As 2-section prepares to depart on a tour in Afghanistan, Georgie is indecisive on whether she should go, as it is where Elvis was killed. After deciding to join the team, she forms a friendship with a struggling new recruit named Mimi Saunders (Amy-Leigh Hickman), encouraging her to call her parents for support when she begins struggling under pressure. As the team helps in a hospital, Georgie learns that residents believe the vaccines being given out are poisoned. When her colleague Fingers (Sean Ward) is shot dead and the team fly home to attend his funeral, Georgie is sent to see a clinical psychologist, who concludes that Georgie no longer has PTSD from Elvis's death, but she is still grieving. To achieve closure, Georgie finds the man responsible for Elvis's death, who begs to be killed before Georgie leaves him. She later sends her engagement ring from Elvis into the sky on a kite, marking that she is prepared to move on.

==Reception==
Upon the announcement that Keegan would replace Turner, Dale Cowan of Cultbox reported mixed reactions to Keegan's casting, writing that while fans didn't see her as a "suitable replacement", but hoped she would be able to impress as she had been well-received in her previous roles. After watching the episode that aired on the 7 September 2016, Cowan praised Keegan's performance, explaining that while she "creates a very different energy", she did "incredibly well" to engage viewers and give them an understanding of Georgie's personality. However, he criticised how her "character and portrayal don't seem as confident as they should be". What's On TV praised Keegan's portrayal and wrote that viewers were "mostly thrilled" by it, but noted some audiences missing Molly. As the second series progressed, Cowan praised Keegan for eventually having "found her stride" as Georgie. After a "harrowing" episode broadcast on 14 September 2016, which followed Georgie's attempts to escape captivity at the hands of Al-Shabaab, Justin Harp of Digital Spy commented that the episode gave Keegan "her chance to shine", noting many viewers beginning to "warm up" to the new character. Harp noted that Twitter users were praising Keegan for her "brave" portrayal of the character, commenting that it "sent hearts racing".

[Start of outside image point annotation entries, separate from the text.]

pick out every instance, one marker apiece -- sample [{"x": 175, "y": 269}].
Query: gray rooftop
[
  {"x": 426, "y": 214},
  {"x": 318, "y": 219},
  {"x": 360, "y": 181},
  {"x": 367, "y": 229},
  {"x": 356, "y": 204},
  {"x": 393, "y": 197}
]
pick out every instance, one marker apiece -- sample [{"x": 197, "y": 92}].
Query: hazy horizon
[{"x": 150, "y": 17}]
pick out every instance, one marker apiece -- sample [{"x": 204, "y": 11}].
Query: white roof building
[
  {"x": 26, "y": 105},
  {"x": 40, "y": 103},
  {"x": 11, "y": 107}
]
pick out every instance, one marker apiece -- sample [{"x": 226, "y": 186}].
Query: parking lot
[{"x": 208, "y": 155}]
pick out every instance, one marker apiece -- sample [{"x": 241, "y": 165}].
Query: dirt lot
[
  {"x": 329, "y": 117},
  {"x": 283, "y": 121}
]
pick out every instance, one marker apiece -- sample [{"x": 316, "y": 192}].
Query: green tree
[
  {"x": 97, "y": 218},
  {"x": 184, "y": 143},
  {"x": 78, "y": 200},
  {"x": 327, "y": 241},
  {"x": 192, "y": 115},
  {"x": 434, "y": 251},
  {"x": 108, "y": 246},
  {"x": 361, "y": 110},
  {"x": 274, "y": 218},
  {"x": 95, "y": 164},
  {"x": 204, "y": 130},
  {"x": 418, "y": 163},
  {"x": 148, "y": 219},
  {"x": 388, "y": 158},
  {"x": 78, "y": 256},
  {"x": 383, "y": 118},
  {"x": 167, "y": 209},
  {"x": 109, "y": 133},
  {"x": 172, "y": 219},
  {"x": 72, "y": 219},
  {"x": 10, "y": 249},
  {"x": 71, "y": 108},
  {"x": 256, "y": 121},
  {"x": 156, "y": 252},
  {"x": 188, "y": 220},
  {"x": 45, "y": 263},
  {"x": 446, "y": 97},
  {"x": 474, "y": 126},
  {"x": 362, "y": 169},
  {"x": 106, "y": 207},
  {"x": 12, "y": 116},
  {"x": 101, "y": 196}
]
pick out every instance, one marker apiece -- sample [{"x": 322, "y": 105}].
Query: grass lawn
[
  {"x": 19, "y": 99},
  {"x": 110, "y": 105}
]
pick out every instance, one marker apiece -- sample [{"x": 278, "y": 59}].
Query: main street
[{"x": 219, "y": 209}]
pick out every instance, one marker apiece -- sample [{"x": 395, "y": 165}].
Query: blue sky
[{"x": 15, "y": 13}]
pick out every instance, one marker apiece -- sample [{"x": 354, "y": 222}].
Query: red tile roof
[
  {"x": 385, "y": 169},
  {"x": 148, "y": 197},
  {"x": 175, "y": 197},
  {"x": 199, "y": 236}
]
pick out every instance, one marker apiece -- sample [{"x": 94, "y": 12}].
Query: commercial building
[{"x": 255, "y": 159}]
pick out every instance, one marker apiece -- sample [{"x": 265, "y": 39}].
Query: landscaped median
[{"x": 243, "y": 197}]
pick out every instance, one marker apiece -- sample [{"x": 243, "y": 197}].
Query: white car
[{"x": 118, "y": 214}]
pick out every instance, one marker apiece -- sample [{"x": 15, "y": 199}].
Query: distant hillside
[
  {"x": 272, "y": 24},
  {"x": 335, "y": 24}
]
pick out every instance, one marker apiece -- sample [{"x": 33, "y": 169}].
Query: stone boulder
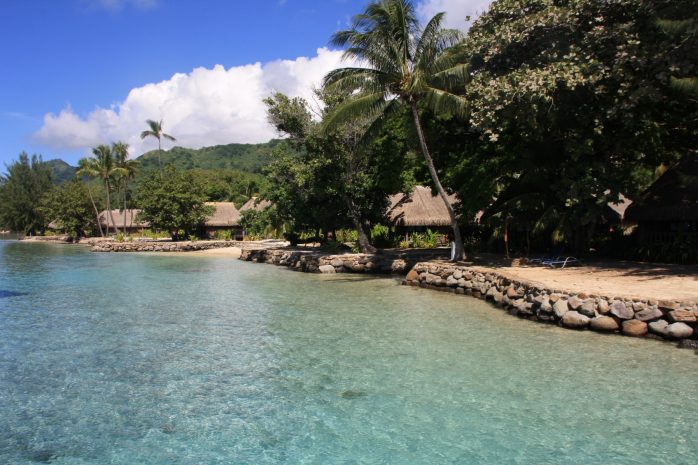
[
  {"x": 620, "y": 310},
  {"x": 679, "y": 331},
  {"x": 635, "y": 328},
  {"x": 659, "y": 327},
  {"x": 327, "y": 269},
  {"x": 649, "y": 314},
  {"x": 588, "y": 308},
  {"x": 575, "y": 320},
  {"x": 560, "y": 308},
  {"x": 604, "y": 323}
]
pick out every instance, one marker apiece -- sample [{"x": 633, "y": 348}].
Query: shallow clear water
[{"x": 135, "y": 359}]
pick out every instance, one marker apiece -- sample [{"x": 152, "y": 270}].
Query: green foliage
[
  {"x": 173, "y": 203},
  {"x": 70, "y": 208},
  {"x": 261, "y": 224},
  {"x": 249, "y": 158},
  {"x": 426, "y": 240},
  {"x": 21, "y": 190}
]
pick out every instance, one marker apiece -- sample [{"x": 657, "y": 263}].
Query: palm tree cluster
[
  {"x": 111, "y": 165},
  {"x": 399, "y": 63}
]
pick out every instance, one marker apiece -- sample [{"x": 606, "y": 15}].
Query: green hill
[{"x": 243, "y": 157}]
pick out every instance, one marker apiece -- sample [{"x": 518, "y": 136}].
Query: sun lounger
[{"x": 561, "y": 262}]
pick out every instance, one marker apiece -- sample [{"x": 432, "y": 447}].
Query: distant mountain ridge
[{"x": 243, "y": 157}]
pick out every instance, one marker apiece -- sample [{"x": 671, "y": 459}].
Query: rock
[
  {"x": 602, "y": 306},
  {"x": 327, "y": 269},
  {"x": 667, "y": 305},
  {"x": 635, "y": 328},
  {"x": 649, "y": 314},
  {"x": 620, "y": 310},
  {"x": 638, "y": 307},
  {"x": 679, "y": 331},
  {"x": 588, "y": 308},
  {"x": 604, "y": 323},
  {"x": 680, "y": 316},
  {"x": 560, "y": 308},
  {"x": 575, "y": 303},
  {"x": 575, "y": 320},
  {"x": 688, "y": 344},
  {"x": 659, "y": 327}
]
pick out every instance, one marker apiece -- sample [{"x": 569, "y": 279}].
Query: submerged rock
[
  {"x": 635, "y": 328},
  {"x": 604, "y": 323}
]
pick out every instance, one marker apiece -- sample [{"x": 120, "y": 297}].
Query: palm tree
[
  {"x": 129, "y": 169},
  {"x": 85, "y": 169},
  {"x": 102, "y": 166},
  {"x": 399, "y": 63},
  {"x": 156, "y": 132}
]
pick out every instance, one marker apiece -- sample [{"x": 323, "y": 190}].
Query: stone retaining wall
[
  {"x": 666, "y": 319},
  {"x": 162, "y": 246},
  {"x": 318, "y": 262}
]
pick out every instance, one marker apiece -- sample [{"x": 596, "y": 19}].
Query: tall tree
[
  {"x": 156, "y": 132},
  {"x": 102, "y": 166},
  {"x": 400, "y": 64},
  {"x": 128, "y": 172},
  {"x": 21, "y": 190},
  {"x": 85, "y": 170}
]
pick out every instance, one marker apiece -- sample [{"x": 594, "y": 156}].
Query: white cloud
[
  {"x": 202, "y": 108},
  {"x": 118, "y": 5},
  {"x": 456, "y": 11}
]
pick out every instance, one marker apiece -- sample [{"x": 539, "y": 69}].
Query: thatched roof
[
  {"x": 672, "y": 197},
  {"x": 255, "y": 203},
  {"x": 419, "y": 208},
  {"x": 225, "y": 214},
  {"x": 118, "y": 215}
]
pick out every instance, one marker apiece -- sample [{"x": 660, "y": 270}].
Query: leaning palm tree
[
  {"x": 129, "y": 169},
  {"x": 399, "y": 63},
  {"x": 85, "y": 169},
  {"x": 156, "y": 132},
  {"x": 102, "y": 166}
]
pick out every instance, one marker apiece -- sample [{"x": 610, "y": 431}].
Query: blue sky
[{"x": 82, "y": 72}]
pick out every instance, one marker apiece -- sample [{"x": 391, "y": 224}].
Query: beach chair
[{"x": 561, "y": 262}]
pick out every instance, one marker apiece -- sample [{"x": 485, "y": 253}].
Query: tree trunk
[
  {"x": 125, "y": 185},
  {"x": 460, "y": 251},
  {"x": 94, "y": 205},
  {"x": 109, "y": 213}
]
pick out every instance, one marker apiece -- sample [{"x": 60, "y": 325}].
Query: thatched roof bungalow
[
  {"x": 419, "y": 210},
  {"x": 669, "y": 207},
  {"x": 225, "y": 217},
  {"x": 130, "y": 216},
  {"x": 255, "y": 203}
]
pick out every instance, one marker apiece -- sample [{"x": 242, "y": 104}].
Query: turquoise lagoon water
[{"x": 135, "y": 359}]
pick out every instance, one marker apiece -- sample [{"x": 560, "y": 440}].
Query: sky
[{"x": 78, "y": 73}]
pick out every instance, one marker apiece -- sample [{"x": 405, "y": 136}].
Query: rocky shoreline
[
  {"x": 666, "y": 319},
  {"x": 319, "y": 262},
  {"x": 161, "y": 246},
  {"x": 660, "y": 319}
]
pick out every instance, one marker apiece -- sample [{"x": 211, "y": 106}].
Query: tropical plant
[
  {"x": 174, "y": 203},
  {"x": 69, "y": 206},
  {"x": 102, "y": 166},
  {"x": 156, "y": 132},
  {"x": 399, "y": 63},
  {"x": 85, "y": 170},
  {"x": 129, "y": 168},
  {"x": 21, "y": 190}
]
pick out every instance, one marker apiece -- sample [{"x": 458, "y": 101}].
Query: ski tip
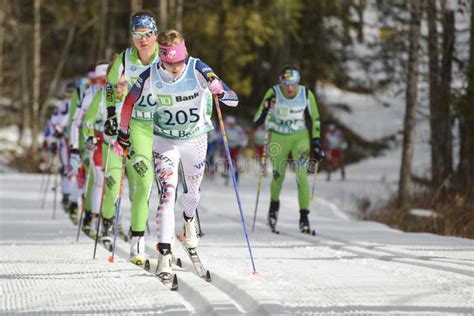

Aime Grant Cumberbatch of The Standard reported viewers being invested by the chemistry between Keegan and Pasqualino, and showcased various tweets from users hoping the characters would resume their romantic relationship. Susanna Lazarus of Radio Times commented that Elvis's death, and by extension the end of his relationship with Georgie, had "broken viewers hearts" and "immediate outcry" followed. Harp (Digital Spy) reported negative reactions to the episode broadcast on 26 June 2018, which showed Captain James admitting his infatuation with Georgie. He explained that as viewers had "just stopped complaining" about Georgie losing Elvis, the new relationship had "pissed off" the show's fans. The Standards Kimberly Bond reported generally positive viewer reactions to the episode broadcast on 24 March 2020, which focused on Georgie grieving Elvis's death, as many praised Keegan's performance. Susannah Alexander and Laura Jane Turner of Digital Spy called Georgie's final scenes "emotional". Across her stint, Keegan was often criticised for her overly groomed appearance given the setting.

For her portrayal of Georgie, Keegan received four consecutive nominations for the Best Actress at the TV Choice Awards from 2017 to 2020, winning the award at the 2018 ceremony. At the 24th National Television Awards, Keegan was nominated for the best Drama Performance. At the 2020 TVTimes Awards, Keegan was nominated for the Favourite Actress award.